Silverman is the Partner leading Proskauer Rose‘s pro bono practice and serves as co-editor in chief of Proskauer For Good, the firm’s corporate social responsibility and pro bono blog. A few weeks ago, he joined Bob Ambrogi on This Week in Legal Blogging to talk about the positive results of blogging for public service. Read on for his unique and important insight.
It’s a better way to celebrate your efforts
In the pro bono world, publicity isn’t profit-driven, but it’s still important. This work is extremely important for marginalized and low-income individuals who can’t afford typical legal rates; therefore, getting your name and relevant news out there as a pro bono lawyer is vital to creating as much positive change as possible.
“In the past when we would want to talk about an event or something new that we were doing, we’d issue a press release,” Silverman said. “A press release that has no newsworthy value that nobody would read was a waste of time, just to be put on our website, seemed sort of a waste of time.”
The question, then, is how do you publicize in an accessible way that won’t be ignored?
“The blog is more substantive and has compelling content that somebody wants to read so it’s a much better way for us to share our experiences and our events with the outside world,” he said.
Blogging is a more personal and conversational way to communicate your ability to help, and, especially in the pro bono world, how much you care.
There’s a lot to write about, and a lot to be gained from writing
Most legal fields have a lot to offer in terms of post ideas, and, according to Bill, pro bono work is no exception.
“There are an unlimited number of stories and pro bono experiences and volunteer work that you can write about,” he said.
Bill described some of the standout posts he’s written and seen over the years and how it served as a benefit to both the authors and the audiences.
“One occasion I went to the border to do immigration work,” he said. “I did three posts on my experiences down there; it gave me a really good outlet to share my firsthand observations in a way that I otherwise wouldn’t have had.”
“Anyone at the firm can write. We have our summer associates and pro bono interns write posts. Our best single blog post, which is actually now part of a Yale Law school class syllabus, was written by a pro bono intern.”
Clearly, blogging can help spread important information about the work that paid legal work may overlook, while simultaneously accelerating the career and expertise of the authors who are heavily invested in this work.

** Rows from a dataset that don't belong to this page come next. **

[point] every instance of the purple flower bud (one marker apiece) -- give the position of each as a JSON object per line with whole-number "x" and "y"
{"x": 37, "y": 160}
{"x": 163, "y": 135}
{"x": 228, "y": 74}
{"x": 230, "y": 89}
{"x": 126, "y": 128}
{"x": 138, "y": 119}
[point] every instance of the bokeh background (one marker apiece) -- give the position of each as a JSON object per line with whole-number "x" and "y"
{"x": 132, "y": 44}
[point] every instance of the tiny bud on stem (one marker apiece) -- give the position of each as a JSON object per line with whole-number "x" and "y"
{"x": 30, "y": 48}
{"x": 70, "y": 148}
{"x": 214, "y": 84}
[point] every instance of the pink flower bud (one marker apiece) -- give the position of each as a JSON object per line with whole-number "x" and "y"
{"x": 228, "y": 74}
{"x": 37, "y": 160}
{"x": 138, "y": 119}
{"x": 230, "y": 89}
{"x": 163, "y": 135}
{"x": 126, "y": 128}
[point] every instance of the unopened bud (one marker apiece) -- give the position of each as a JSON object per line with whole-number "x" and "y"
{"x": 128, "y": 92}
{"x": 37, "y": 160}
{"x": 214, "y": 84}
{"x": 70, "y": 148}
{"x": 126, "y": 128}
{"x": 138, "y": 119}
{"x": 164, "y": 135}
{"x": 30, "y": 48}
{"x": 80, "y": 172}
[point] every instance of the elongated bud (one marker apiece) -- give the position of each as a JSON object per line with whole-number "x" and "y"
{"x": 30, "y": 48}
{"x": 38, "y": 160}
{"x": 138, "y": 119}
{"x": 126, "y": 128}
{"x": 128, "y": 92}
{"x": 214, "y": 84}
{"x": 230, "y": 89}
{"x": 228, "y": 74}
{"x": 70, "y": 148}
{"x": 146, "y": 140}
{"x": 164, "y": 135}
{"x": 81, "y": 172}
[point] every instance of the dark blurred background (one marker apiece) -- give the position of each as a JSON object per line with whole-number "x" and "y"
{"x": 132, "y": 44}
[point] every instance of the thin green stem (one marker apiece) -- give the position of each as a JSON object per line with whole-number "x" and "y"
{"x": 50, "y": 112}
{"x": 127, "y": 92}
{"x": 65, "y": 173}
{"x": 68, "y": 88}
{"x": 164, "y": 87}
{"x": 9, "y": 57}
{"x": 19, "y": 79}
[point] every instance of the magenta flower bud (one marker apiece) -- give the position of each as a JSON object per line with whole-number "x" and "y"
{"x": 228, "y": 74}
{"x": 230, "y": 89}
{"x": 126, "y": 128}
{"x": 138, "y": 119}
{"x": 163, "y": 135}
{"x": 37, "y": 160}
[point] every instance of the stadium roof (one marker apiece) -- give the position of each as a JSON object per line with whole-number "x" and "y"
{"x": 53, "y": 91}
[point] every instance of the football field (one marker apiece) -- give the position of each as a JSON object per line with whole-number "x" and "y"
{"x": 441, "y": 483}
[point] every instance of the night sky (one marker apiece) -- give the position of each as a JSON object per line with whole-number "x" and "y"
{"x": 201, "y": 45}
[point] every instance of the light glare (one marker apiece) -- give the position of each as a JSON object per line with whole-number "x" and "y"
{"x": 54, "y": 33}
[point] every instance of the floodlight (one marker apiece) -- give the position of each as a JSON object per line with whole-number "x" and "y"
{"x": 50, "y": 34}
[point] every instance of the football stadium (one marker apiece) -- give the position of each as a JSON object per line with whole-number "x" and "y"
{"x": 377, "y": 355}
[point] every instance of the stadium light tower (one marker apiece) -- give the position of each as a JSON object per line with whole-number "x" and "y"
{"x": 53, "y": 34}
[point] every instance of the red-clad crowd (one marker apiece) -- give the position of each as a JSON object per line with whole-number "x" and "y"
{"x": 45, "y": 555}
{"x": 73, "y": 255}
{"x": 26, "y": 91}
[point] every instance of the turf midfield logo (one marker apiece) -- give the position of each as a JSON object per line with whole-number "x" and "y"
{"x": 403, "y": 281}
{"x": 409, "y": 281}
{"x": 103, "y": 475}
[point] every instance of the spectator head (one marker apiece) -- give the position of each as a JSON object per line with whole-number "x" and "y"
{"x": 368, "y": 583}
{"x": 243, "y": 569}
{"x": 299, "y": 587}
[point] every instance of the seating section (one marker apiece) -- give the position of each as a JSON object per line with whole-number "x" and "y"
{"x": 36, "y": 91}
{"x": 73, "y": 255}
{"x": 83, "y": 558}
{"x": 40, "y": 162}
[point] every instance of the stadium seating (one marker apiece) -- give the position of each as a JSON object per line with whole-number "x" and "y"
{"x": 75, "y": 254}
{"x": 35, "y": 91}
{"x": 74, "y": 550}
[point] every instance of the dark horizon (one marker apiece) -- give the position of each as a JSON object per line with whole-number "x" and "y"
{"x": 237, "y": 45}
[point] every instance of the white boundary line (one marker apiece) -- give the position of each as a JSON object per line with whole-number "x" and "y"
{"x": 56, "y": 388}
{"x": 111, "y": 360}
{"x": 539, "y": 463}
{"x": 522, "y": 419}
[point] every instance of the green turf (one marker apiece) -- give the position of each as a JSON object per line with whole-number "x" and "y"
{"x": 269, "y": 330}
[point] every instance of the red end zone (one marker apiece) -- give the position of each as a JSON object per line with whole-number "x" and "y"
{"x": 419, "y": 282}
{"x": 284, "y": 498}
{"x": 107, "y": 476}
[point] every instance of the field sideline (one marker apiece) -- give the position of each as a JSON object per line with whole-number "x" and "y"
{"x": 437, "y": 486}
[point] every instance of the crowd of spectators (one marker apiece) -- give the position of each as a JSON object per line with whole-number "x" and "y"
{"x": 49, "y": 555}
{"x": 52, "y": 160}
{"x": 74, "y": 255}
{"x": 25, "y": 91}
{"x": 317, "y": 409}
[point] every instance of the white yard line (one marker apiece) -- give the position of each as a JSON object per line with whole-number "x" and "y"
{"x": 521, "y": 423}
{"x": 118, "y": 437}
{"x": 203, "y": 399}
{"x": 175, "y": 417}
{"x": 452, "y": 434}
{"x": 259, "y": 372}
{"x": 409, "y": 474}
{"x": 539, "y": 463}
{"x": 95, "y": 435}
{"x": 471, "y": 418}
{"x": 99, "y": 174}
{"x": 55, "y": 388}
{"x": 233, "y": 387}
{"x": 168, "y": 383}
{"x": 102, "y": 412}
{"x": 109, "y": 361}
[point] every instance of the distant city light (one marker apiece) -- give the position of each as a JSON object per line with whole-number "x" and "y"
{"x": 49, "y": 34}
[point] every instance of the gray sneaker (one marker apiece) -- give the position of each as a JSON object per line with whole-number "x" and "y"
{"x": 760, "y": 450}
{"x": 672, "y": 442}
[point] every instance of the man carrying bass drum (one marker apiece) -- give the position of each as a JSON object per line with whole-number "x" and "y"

It allows you to remain consistent in your firm and lead in your field
Like we mentioned, blogging is about more than marketing. It’s true in any practice area
“There’s a marketing component to it, but if you simply try to market your pro bono by touting your successes and patting yourself on the back, no one is really going to care or read it,” Silverman said. “It may make you feel good, but it’s not going to be very compelling.”
A point Silverman highlighted so well is that a pro bono practice is no different than any other—the bar is still high. He explained:
“The idea was really to align it with the other departments. If you look at our other departments and even other firms, the lawyers want to be thought leaders They write about current events and recent decisions. They want clients to see that they’re experts on the field and call them up and hire them.
My view is there should be no difference with pro bono. We should be viewed as the leader in the work that we do, and we should become aware of what’s going on.”
And, of course, it helps you remain true to your cause. If your legal work is aimed at helping others, blogging will only amplify and accelerate the work you’re doing to achieve that goal.
“We should use blogging to advocate for change,” said Silverman, “so that we’re looking beyond the individual case and trying to effect change in a more global fashion.”